Con unas gotas de simpática coquetería y buena prosa, Antonio Pereira hace en La divisa en la torre recuento de lugares y personas, una especie de memorias fragmentarias que se leen de un tirón. De todos los episodios, me tocan tres: uno, un recuerdo anecdótico de un viaje a Palermo, sin demasiada chicha; dos, un vago encuentro con Borges en Buenos Aires; y por último, unas elogiosas palabras para el poeta Juan Carlos Mestre, que de pronto han activado algún resorte dormido de mi propia memoria y me han hecho sonreír.
De Mestre me había hablado con fervor Paquita Aguirre, y lo que diga mi Paca va a misa, de modo que cuando supe que venía a leer poemas a Cádiz fui el primero en la puerta. Creo que también asomó por allí ese cacho de pan que es Juan Carlos Sierra, y por fin apareció el poeta. Y pare usted de contar. No había llegado ni el eventual presentador, que si no me equivoco era Enrique García-Máiquez. El pobre Mestre, que también es músico, venía cargado con un estuche enorme donde guardaba algún raro instrumento. Pero nos quedamos con las ganas: diez minutos, veinte minutos... nadie.

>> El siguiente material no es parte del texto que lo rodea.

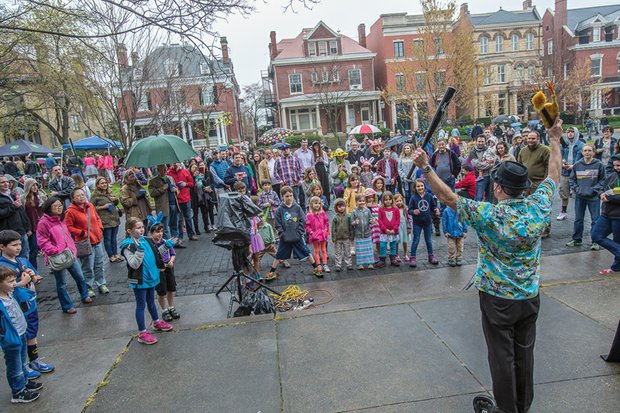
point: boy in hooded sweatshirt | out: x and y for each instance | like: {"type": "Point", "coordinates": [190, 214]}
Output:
{"type": "Point", "coordinates": [586, 182]}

Cualquiera que participe en un acto similar, una lectura o un concierto, sabe que son muchos los llamados, pero puedes encontrarte en aquella situación que Borges contaba con arte: "Si llega a faltar uno más, no cabe". En fin, que nos fuimos a La Manzanilla, que bebimos y conversamos, y que fue un lindo encuentro. Sólo faltó que interpretara algo con aquel trasunto de acordeón. Y como la lectura la pagaba la Administración, luego a Juan Carlos y a mí nos quedó la culpable sensación de que nos habíamos aprovechado del erario público para nuestro goce exclusivo. Pero cuando salimos a la calle, con unos cuantos sorbos de oro líquido en el cuerpo, nadie corrió a detenernos.